Update: Hey, where’d the comments go?
At the start of this article (all 1700 words of it), I made an observation about the portrayal of women in The Witcher. I also included a trigger warning. Those two things became the focus of a toxic flame war in the comments. One user in particular was incensed that I criticised the way women are portrayed and the “romance cards”.
The funny thing is, this user had some interesting points. He noted there are a lot of female characters who don’t fit the mold (though I might argue they still do), and observed that Geralt himself might fulfill an unusual sexual role. He’s a mutant who is, by nature, unable to have children or carry disease. The chance of consequence-free sex might be something a lot of women in this world would jump at. That hadn’t occurred to me because, in most games, sex already is consequence-free. It’s a plot development. But Geralt’s mutations are something very important about the character, and might change his role in the world and women’s relationships to him.
I’d still argue I’m right about the way women are portrayed in this game, but it’s an interesting observation and could have been an interesting conversation.
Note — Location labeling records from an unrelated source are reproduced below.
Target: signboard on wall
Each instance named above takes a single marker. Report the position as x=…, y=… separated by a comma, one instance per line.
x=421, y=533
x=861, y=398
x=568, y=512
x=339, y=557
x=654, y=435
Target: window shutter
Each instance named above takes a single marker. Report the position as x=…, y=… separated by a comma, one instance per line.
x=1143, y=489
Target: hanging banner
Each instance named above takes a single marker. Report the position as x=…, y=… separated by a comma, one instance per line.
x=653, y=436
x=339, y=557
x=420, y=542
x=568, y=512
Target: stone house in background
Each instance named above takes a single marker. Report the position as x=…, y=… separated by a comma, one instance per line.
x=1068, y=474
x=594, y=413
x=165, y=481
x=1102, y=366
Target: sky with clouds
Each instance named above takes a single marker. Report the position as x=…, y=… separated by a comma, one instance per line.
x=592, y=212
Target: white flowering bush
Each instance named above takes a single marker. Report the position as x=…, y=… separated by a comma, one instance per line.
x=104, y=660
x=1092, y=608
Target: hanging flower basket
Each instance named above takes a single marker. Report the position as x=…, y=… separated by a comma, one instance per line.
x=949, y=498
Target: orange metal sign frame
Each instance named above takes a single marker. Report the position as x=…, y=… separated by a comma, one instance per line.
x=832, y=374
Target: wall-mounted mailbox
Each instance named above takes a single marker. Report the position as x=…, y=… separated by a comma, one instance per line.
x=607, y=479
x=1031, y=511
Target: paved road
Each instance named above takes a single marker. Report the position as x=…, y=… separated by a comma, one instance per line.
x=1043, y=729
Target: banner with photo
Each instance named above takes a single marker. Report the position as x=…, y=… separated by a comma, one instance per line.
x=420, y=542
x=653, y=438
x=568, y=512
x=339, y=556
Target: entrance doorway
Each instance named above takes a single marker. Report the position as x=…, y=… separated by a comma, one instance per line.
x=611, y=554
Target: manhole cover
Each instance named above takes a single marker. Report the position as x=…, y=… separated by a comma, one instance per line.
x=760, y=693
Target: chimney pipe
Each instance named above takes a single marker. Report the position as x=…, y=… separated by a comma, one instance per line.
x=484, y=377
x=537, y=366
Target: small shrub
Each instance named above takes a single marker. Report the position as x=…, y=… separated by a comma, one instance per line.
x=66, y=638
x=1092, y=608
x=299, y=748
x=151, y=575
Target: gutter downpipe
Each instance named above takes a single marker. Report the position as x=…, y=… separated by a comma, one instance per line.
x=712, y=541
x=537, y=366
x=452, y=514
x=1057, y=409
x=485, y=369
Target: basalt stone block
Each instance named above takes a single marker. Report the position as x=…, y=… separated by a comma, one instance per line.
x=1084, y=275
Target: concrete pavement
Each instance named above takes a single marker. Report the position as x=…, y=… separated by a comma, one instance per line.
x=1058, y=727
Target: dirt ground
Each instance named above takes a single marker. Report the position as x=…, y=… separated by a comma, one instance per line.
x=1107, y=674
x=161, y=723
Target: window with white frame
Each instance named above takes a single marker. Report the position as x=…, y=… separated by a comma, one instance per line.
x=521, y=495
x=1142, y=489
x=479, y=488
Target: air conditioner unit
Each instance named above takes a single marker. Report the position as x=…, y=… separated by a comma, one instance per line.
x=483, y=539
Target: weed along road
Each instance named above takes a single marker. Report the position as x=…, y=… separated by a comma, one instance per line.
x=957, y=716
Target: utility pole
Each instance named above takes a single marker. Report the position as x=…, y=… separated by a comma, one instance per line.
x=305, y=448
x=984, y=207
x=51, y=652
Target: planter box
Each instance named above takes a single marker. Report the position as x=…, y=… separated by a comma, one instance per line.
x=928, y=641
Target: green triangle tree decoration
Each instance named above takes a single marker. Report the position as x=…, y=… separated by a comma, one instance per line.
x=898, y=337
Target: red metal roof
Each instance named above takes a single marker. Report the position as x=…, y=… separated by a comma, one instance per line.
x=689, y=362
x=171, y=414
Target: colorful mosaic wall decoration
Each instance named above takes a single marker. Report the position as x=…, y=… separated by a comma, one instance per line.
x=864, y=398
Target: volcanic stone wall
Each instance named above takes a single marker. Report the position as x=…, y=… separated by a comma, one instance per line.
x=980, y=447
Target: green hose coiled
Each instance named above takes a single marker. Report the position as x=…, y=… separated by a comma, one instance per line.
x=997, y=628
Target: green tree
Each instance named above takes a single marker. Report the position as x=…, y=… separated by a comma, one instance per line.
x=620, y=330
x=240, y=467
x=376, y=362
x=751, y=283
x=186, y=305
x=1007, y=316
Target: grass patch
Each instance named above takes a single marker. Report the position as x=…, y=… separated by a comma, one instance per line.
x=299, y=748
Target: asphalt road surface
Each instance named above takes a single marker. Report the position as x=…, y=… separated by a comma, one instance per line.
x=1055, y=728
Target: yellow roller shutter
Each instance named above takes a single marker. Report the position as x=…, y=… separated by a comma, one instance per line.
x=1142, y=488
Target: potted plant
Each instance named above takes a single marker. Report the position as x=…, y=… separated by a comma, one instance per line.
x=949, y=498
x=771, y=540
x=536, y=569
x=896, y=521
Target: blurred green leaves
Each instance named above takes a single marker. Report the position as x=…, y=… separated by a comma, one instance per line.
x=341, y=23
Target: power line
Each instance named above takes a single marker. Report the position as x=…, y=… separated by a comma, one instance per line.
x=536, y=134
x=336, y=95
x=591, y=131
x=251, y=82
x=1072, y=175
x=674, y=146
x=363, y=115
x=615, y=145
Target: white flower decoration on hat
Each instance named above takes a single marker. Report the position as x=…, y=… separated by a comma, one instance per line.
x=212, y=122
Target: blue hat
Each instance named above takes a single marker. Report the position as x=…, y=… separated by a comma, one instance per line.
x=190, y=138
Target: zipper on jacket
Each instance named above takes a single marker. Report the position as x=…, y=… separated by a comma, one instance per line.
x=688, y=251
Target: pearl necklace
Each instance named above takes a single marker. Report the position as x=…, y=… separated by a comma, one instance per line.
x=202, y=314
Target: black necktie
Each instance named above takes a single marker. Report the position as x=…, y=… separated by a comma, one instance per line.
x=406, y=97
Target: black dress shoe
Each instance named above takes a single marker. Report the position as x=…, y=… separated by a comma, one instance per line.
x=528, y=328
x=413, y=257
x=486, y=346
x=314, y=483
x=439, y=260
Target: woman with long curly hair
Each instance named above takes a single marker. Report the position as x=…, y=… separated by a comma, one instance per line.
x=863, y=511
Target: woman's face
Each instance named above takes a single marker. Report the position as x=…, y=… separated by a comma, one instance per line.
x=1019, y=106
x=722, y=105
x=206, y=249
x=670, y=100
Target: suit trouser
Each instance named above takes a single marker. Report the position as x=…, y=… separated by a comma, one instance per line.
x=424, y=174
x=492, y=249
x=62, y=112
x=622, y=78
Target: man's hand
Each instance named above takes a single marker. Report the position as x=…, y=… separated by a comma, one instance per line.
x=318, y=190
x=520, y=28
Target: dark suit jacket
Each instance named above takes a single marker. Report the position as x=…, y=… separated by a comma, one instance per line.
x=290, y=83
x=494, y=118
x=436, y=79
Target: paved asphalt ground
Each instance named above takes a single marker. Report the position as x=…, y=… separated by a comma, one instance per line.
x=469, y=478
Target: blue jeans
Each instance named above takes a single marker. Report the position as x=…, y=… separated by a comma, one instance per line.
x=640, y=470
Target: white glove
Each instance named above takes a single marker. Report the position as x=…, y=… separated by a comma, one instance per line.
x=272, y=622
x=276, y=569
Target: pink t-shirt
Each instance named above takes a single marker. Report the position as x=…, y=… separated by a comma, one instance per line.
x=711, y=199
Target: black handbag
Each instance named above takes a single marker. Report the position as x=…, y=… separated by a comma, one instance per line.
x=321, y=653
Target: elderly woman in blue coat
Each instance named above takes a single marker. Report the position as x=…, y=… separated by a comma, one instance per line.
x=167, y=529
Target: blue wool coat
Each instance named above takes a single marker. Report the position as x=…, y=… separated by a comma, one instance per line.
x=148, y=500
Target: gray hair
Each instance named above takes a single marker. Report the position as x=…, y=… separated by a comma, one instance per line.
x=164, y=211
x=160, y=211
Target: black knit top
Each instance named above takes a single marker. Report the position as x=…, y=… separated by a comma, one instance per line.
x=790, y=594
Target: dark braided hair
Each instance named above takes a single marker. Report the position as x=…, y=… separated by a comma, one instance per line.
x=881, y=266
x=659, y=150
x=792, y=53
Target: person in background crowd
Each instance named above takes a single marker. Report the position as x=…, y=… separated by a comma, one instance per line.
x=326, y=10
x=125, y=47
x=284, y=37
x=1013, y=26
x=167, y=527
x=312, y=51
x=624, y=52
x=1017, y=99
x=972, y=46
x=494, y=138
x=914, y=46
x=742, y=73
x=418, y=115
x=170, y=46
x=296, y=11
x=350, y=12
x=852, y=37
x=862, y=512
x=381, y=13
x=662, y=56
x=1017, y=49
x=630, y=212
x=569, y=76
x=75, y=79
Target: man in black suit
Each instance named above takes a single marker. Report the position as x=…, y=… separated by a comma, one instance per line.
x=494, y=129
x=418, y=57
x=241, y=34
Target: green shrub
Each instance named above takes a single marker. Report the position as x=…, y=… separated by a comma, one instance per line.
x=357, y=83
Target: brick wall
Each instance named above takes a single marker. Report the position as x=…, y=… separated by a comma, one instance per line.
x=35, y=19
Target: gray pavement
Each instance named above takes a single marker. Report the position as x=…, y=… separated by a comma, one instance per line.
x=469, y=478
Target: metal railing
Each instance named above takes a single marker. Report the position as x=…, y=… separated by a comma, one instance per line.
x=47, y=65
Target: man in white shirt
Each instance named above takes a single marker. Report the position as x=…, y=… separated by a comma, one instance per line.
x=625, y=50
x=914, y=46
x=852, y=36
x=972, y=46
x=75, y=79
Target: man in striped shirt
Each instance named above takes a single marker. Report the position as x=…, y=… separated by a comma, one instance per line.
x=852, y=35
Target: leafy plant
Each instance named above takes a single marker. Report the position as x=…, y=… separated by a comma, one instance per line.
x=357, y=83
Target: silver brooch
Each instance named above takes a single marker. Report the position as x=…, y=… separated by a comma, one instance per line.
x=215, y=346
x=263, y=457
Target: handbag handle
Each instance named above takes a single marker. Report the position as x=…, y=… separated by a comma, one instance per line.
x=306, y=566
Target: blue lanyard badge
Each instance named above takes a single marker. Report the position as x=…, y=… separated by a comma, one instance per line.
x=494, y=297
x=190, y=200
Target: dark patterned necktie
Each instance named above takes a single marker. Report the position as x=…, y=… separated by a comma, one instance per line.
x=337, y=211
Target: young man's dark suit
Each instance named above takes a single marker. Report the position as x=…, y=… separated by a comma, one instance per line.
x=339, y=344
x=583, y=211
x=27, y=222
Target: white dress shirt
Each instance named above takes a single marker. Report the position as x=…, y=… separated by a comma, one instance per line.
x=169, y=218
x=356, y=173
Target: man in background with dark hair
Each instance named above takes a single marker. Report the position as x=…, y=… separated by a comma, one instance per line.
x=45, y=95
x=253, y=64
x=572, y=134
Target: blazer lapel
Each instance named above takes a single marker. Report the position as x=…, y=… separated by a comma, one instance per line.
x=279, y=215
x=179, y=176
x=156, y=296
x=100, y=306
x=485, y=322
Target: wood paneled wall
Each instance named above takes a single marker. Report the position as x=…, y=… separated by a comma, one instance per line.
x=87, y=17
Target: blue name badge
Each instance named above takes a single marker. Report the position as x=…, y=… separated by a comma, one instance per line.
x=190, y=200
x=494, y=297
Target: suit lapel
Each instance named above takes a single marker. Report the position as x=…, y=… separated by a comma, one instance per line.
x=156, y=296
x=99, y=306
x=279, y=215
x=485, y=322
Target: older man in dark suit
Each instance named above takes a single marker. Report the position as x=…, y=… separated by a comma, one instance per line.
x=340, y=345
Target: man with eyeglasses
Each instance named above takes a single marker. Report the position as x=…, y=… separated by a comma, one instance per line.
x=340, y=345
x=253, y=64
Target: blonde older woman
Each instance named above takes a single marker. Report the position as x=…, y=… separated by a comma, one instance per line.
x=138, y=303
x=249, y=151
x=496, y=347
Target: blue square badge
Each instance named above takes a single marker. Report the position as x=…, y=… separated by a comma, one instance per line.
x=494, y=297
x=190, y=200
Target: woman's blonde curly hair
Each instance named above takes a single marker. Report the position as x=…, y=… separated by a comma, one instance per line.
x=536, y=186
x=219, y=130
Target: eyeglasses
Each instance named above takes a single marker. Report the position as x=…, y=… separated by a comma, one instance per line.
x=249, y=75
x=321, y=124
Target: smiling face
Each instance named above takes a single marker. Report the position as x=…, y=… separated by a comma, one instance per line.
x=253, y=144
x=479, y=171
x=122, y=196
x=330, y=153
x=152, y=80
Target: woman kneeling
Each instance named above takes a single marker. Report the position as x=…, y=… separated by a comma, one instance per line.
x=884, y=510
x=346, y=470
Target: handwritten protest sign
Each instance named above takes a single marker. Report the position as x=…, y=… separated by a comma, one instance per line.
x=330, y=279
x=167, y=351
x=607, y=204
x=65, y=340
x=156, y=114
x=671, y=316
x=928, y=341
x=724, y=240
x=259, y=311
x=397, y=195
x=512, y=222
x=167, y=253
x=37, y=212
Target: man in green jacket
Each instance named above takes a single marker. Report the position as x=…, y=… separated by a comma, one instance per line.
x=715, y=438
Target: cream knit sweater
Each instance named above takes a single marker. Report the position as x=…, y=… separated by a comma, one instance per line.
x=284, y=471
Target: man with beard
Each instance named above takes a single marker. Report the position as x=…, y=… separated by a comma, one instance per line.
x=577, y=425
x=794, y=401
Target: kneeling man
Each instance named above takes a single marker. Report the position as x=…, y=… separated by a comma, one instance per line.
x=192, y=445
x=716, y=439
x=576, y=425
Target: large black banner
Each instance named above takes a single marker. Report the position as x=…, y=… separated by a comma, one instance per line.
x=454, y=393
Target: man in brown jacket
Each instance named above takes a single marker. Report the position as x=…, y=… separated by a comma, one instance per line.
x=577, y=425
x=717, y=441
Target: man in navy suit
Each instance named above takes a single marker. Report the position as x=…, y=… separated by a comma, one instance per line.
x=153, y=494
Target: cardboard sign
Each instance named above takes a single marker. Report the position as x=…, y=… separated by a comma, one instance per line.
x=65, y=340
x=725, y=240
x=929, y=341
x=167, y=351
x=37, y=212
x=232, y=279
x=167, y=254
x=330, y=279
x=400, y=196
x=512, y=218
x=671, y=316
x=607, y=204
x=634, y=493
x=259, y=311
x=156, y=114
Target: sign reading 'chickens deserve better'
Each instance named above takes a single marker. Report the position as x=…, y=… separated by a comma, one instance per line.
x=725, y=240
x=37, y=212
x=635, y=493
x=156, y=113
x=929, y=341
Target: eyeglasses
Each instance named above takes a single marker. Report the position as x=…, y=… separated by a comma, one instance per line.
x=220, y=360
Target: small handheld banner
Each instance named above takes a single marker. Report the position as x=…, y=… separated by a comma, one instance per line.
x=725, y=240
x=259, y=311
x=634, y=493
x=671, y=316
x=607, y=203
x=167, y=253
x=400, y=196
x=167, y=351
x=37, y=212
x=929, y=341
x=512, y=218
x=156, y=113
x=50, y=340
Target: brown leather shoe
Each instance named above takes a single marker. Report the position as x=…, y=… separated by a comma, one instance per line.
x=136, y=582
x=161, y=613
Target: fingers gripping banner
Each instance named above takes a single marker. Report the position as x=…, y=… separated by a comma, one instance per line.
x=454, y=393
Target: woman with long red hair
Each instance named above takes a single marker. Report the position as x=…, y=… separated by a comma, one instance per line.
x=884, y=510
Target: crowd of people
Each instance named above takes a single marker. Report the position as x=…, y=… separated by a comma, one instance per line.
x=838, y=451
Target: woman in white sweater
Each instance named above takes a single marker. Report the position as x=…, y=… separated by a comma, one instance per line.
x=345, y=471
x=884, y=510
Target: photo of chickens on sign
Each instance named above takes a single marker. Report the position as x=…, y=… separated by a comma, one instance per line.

But when that same user called another a “fucking SJW shill” in the comments, I decided to hide comments. PCGN is in many ways a work-in-progress and we don’t have all the comment moderation tools we might desire, so I was left with a choice between deleting and editing individual remarks and policing an increasingly toxic comment thread, or hiding comments altogether. I chose to hide them, since having a flame war unfolding beneath this article seemed like it could only serve to distract and deflect from the main points I raise here. Points, I might add, that largely celebrate what The Witcher accomplished.
I tend to steer clear of social justice politics because it leads into exactly this kind of cul-de-sac. But I must point out here that the bar for what constitutes social justice activism seems to have been set very low indeed by many of its critics. I merely observed that things like the “romance cards” and some of the costuming is embarrassing, and ranked that alongside lackluster combat in terms of importance to The Witcher. That is not activism. That is not pushing an agenda. That is making an observation.
Demonizing people because they make those observations and criticize creative works based on them? That’s pushing an agenda.